Franck Dumas a donc fait opposition, comme s'il avait perdu sa carte bleue, mais sur son jugement, et la fine équipe était partie pour une deuxième round en décembre. Mais malgré ce délai, tout le monde se posait sensiblement la même question : comment Franck Dumas allait-il justifier le demi-million d'euros qu'on l'accusait d'avoir planqué au fisc depuis son départ du banc caennais ? Dès le début des hostilités, le président du tribunal a exposé les faits de façon chirurgicale : « Vous êtes débiteur de 557 496 euros auprès de l'administration fiscale. » Les calculs sont tortueux, mais difficilement contestables. En 2012, année lors de laquelle il quitte Caen et démarre le litige, Dumas a touché 1,4 million d'euros et n'a payé qu'un peu plus de la moitié des impôts qu'il aurait dû verser.

Phobie administrative


Rebelote en 2013, puis en 2014, où il ne donne presque rien au fisc, et fait grimper son ardoise. « Franck Dumas n'a pas détourné d'argent, il n'a simplement pas payé ses impôts » , balance son avocat, dans un fol espoir d'invoquer la fameuse phobie administrative. Mais dans les faits, Franck Dumas a bien fait circuler de l'argent de façon suspecte. D'abord en faisant des gros virements sur le compte commun qu'il avait avec sa compagne, puis en faisant passer ce compte au seul nom de cette dernière. Des sommes qui deviennent alors insaisissables pour le fisc. À un autre moment, il barre carrément à la main la somme écrite sur sa déclaration pour en inscrire une autre. Pour se défendre, Dumas tente un bancal « Je suis désolé, je ne suis pas un expert » , ou explique que c'est le club qui avait fait une erreur. Sans convaincre personne.
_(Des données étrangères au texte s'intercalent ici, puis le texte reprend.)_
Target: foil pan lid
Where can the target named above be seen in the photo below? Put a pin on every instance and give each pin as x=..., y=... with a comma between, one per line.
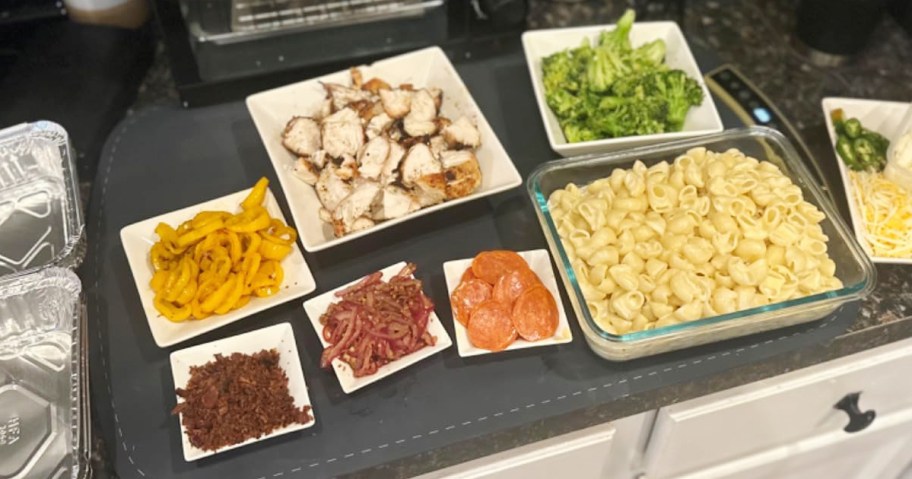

Car s'il tente de se faire passer pour un tête en l'air sans mauvaises intentions, Franck Dumas est surtout un joueur notoire, un flambeur hors pair qui dit qu'il pouvait « dépenser 100 000 euros par mois » au jeu, mais qu'il s'est repenti. Grillé en voyage au Maroc, en Chine ou en Thaïlande avant son procès, il affirme qu'il y cherchait du boulot, car il ne pouvait plus travailler en France. Et comment compte-t-il rembourser les sommes qu'il doit ? En août, il écrivait au juge pour promettre qu'il s'en sortirait grâce à « la solidarité » de ses amis. Bref, un gros bricolage en guise de défense, et le magistrat vient de requérir un an de prison ferme, une peine toutefois moins lourde que celle de septembre. Deux décennies après son titre de champion de France, Dumas livre là sa version de Vingt ans après, un peu moins chevaleresque que celle d'Alexandre.